I'm trying to use R's built-in stats package to statistically measure the difference between what I observe and what I expect. I believe the best test to use is a t-test (using t.test) - however that seems to just compare means. Here's my simple data:
Let's say I take a lightbulb and put some energy into it, and measure the brightness. I do it four times and the results are brightness_1. Then I increase the energy and measure four more times - that's brightness_2.
Okay - so if I combine however much energy I used for both experiments, I would expect to see the brightness is the combination. Maybe I'd expect something like an average of ~10. However, what I see is that my values are much higher than expected : brightness_combined.

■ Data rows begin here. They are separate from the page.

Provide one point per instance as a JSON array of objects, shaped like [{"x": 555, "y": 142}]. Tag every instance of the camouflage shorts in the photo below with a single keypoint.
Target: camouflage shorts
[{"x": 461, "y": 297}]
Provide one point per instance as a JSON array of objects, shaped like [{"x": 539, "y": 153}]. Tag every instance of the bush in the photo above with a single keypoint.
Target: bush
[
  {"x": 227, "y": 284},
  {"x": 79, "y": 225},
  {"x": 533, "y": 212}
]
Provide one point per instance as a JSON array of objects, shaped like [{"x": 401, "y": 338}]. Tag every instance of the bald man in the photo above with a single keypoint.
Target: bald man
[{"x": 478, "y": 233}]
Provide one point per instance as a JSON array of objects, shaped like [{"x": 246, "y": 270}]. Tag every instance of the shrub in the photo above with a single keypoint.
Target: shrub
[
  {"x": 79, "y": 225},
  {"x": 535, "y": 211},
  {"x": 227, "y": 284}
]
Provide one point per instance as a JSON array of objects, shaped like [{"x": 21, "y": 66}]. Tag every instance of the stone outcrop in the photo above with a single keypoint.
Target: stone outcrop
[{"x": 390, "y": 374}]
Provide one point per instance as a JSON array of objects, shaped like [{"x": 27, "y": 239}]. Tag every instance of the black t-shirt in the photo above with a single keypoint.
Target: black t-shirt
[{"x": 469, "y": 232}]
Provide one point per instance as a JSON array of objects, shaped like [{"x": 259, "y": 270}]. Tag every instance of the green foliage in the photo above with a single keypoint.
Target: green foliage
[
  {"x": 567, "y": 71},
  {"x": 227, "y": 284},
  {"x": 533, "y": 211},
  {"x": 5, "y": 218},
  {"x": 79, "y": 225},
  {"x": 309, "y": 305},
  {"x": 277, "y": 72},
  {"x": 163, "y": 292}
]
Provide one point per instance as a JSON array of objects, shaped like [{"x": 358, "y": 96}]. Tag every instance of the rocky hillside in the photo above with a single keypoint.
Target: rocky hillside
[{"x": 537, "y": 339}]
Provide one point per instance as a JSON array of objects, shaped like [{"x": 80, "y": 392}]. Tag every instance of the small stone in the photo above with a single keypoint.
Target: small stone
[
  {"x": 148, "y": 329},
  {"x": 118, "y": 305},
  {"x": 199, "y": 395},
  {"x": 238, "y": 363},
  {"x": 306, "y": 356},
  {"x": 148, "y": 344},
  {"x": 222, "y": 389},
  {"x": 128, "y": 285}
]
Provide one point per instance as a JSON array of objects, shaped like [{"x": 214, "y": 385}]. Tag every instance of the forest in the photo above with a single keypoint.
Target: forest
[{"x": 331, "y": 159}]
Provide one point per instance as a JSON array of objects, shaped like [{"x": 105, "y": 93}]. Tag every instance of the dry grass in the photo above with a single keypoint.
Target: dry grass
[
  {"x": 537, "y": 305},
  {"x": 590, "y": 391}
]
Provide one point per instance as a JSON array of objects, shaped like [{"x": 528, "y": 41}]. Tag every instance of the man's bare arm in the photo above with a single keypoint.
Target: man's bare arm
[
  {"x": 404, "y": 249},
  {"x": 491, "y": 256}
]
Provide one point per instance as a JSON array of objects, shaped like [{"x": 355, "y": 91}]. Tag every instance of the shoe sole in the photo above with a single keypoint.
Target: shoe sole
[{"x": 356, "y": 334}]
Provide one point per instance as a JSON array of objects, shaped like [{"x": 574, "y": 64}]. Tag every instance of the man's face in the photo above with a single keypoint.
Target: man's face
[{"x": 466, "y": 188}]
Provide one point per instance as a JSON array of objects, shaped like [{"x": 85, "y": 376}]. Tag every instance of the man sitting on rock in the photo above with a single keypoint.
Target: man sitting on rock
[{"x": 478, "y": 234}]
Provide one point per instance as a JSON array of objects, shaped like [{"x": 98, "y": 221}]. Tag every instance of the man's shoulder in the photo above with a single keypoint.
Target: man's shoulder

How can I measure this? If I use a t-test with the average of brightness_combined set as the 'mu' value, it will compare the means....but I want it to compare the sum of brightness_1 and brightness_2. If I were to sum them beforehand, I lose the number of samples, right?
You must to evaluate the energy like a continuous variable instead a categorical one... You must evaluate an exponential model or a polynomic one (second level maybe)...
I wasn't familiar with the exp feature before, thank you for the example!
However, isn't this ignoring that the 'expected' is supposed to be brightness_1 + brightness_2 ? In my own experiment I expect the combined_brightness to be the average of (1,1,2,2) + average of (8,9,8,10) - meaning my actual observation (70, 71, 71, 74) is much higher compared to that sum. But I think here if I'm correct it's the actual observation compared to the exponential model of each drug?